それよりか、大屋さん、この酒場は俺が持つんですね。なんて口が裂けても言えないので、ここは近くにいる店員を呼ぶため、ぴんと片手を伸ばしてみた。
「ちょっと、まだ頼むの決めてないよ」
大屋さんが待ったをかけるように、俺の肩を叩く。その時、
「私、みんなでつまめる料理頼みます」
樋口さんが、これとこれ、と焼き鳥盛合せと刺身盛合せを指差して、「でいいですか?」と聞いてきた。どうやら、気を取り直した様子だ。俺はよかったと安堵して言った。
「いいんですよ。お互い食べたい肴を注文しましょう。もちろんシェアしてもいいですんよ」
樋口さんは口を閉じる。しかし、唇の両端は上がっているので、分かりました、と受け取っていいだろう。
「注文決まった?」
いつの間にか、側にいた店員が聞いてくる。どうやら俺たちのやり取りを待っていてくれたらしい。これは申し訳ない。
「あたし、鳥の唐揚げ大盛りとハムカツ」
・・大屋さんアゲアゲですね。てか、大盛りなんてありません。「ふうー」と、大きくため息を吐いて、樋口さんに、お先にどうぞ、と手を向けて促した。
「じゃあ、私は・・イカの丸焼きとキスの天ぷら、お願いします」
「はいよ」と店員が会計伝票に素早く書き込んで、残った俺を見る。

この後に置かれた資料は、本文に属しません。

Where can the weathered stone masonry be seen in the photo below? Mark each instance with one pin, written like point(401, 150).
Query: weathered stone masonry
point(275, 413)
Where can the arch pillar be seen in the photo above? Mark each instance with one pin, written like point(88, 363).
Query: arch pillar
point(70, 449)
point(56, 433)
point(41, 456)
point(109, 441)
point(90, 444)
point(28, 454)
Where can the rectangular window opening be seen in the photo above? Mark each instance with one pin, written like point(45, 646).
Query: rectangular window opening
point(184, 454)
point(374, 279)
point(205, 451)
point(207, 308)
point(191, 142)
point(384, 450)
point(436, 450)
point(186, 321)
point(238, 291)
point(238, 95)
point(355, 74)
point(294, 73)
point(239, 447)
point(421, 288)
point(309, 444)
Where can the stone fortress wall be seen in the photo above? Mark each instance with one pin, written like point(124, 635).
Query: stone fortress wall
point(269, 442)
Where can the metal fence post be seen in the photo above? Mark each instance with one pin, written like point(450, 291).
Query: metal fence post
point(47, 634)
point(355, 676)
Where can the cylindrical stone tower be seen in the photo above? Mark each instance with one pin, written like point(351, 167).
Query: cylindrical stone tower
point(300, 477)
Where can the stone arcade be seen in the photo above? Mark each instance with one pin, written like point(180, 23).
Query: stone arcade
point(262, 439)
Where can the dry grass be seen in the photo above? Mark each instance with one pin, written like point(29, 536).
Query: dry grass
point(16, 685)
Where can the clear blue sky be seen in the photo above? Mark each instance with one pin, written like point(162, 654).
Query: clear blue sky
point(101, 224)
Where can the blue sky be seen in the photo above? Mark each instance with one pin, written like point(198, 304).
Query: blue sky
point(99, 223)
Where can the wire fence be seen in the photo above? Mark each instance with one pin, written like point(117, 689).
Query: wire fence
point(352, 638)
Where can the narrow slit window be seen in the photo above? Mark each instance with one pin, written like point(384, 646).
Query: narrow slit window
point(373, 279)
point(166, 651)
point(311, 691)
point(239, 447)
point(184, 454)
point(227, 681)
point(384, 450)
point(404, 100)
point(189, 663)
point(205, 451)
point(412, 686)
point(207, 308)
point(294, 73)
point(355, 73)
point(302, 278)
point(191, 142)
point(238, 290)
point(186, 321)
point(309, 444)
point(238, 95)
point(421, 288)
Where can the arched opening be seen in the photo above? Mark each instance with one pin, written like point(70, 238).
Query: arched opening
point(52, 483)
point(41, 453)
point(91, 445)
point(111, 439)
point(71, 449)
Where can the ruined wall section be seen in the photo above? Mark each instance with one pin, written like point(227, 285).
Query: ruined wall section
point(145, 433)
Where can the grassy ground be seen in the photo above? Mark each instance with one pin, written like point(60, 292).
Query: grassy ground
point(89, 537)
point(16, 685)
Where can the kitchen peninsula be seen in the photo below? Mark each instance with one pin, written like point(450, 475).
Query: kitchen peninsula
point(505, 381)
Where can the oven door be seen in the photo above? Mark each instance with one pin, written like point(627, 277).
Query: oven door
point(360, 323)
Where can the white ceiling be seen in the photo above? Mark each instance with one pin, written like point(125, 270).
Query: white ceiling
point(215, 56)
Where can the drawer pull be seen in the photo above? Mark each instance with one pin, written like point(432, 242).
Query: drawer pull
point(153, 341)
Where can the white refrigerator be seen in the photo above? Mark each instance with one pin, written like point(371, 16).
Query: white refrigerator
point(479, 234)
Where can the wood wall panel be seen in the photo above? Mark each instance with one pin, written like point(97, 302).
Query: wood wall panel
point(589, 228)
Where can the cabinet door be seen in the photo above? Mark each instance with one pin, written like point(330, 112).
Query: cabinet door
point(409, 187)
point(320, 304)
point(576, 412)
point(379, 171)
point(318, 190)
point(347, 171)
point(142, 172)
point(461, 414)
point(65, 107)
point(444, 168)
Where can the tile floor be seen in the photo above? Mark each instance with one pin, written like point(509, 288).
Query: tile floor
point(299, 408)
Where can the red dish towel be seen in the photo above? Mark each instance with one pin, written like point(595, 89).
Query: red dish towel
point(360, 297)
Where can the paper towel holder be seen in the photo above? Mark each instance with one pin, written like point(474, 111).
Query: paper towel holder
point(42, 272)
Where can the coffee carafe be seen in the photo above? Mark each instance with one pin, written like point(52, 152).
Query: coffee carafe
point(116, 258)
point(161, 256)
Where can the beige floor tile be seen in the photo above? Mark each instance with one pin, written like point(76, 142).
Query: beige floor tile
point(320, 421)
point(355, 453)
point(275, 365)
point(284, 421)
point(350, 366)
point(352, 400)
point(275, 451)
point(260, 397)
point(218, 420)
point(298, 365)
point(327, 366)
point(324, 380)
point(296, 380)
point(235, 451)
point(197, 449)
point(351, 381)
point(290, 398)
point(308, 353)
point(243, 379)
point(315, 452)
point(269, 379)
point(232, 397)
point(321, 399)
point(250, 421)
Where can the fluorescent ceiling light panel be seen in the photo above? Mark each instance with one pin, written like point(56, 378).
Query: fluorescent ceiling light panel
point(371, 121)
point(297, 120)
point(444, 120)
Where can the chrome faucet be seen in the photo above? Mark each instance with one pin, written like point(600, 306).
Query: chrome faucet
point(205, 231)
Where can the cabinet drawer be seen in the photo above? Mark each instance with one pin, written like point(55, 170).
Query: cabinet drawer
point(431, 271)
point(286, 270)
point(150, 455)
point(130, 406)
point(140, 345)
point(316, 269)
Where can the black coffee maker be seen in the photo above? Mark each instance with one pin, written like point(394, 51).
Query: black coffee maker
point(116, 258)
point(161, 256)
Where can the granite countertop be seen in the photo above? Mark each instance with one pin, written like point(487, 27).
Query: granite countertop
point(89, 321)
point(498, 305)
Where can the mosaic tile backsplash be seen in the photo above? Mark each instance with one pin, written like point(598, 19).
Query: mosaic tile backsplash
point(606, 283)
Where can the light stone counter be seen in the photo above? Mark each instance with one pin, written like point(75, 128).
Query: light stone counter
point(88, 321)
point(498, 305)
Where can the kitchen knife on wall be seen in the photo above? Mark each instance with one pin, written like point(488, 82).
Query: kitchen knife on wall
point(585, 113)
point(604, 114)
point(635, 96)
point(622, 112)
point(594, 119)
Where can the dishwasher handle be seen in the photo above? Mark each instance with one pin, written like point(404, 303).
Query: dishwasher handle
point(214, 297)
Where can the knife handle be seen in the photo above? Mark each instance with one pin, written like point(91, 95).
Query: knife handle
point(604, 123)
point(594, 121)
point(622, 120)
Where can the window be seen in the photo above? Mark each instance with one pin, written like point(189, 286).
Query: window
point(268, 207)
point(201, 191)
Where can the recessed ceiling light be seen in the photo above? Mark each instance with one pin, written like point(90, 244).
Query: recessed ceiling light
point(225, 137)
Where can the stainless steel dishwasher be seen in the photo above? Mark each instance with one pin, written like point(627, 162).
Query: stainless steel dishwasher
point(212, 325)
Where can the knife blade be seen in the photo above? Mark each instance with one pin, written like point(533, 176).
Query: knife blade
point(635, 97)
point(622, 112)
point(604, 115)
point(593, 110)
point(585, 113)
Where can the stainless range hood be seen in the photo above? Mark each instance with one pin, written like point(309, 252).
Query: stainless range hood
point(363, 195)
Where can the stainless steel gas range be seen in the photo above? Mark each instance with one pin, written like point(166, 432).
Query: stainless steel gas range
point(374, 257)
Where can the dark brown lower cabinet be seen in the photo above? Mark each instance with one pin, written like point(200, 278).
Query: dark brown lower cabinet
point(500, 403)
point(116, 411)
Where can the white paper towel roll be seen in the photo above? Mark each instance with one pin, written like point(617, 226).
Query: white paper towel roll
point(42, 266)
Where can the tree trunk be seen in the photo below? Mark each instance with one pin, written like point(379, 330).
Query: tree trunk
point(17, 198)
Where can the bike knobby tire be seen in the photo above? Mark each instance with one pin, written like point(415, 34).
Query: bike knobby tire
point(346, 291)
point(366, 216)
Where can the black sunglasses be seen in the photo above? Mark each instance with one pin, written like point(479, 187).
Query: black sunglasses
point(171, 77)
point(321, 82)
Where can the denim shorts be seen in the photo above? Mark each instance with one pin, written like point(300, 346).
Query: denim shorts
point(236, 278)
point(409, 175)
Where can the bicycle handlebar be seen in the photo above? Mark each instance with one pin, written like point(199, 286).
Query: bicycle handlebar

待ってましたと、
「肉入り野菜炒めと揚げ出し豆腐ください」
短冊メニューで気になっていた二品を迷わず注文した。
「揚げ出し豆腐いいね、もう一つちょうだい」
また揚げ物に反応する大屋さんが追加を言うと、店員は「揚げ出し豆腐二人前ね」と確認して、
「鳥の唐揚げは大盛りないから、二人前にする?」
大屋さんの残念な注文にわざわざ反応してくれた。店員さん、まことにありがとう。
「どうしようか?・・ほかになんかオススメある?」
「そうだね、刺身三点盛りなんてどうだい?今朝仕入れたので、いいのあるよ」
それ決まり!と大屋さんが人差し指を店員に向かって立てると、店員が頷いて「じゃあ三点盛りね」そう書き込んで、もう一度頼んだメニューを確認していって、ようやく注文が終わった。
また俺はウーロンハイを一口飲む。「あー」と、染みる喉ごしに、改めて持ったグラスを眺めてみた。氷入りなのにウーロン茶の色は濃く、しっかり焼酎の強さも感じる。すなわち「旨い!」
「鮭太郎さん、あらためて嘘ついてごめんなさい。実は・・」
樋口さんが申し訳なさそうに上目でこちらを見た。すかさず大屋さんが俺の気持ちを代弁してくれる。「気にしない、気にしない」と。でも頼んでいませんよ。すると、
「刺身三点盛り、お待ち!」
運んできた店員が、今日はカツオにイワシにマグロだよ、と付け加えて人数分の醤油皿を置いていってくれた。
その間、しきりに「早っ、注文早いね」と小声でささやく大屋さんと、声には出さないが同じ事を思ったように口を開けている樋口さんが面白い。そうです、この酒場は酒でも料理でも出てくるの早いんですよ。と、ちょっと鼻が伸びた気分の俺。
「すみませーん、生おかわり!」
立ち去った店員の後ろを通る店員に向かって、大屋さんが空の大ジョッキを掲げた。大屋さん、あなたも十分早いですよ、空けるのが。そう思いながら、伸びた鼻は元に戻った。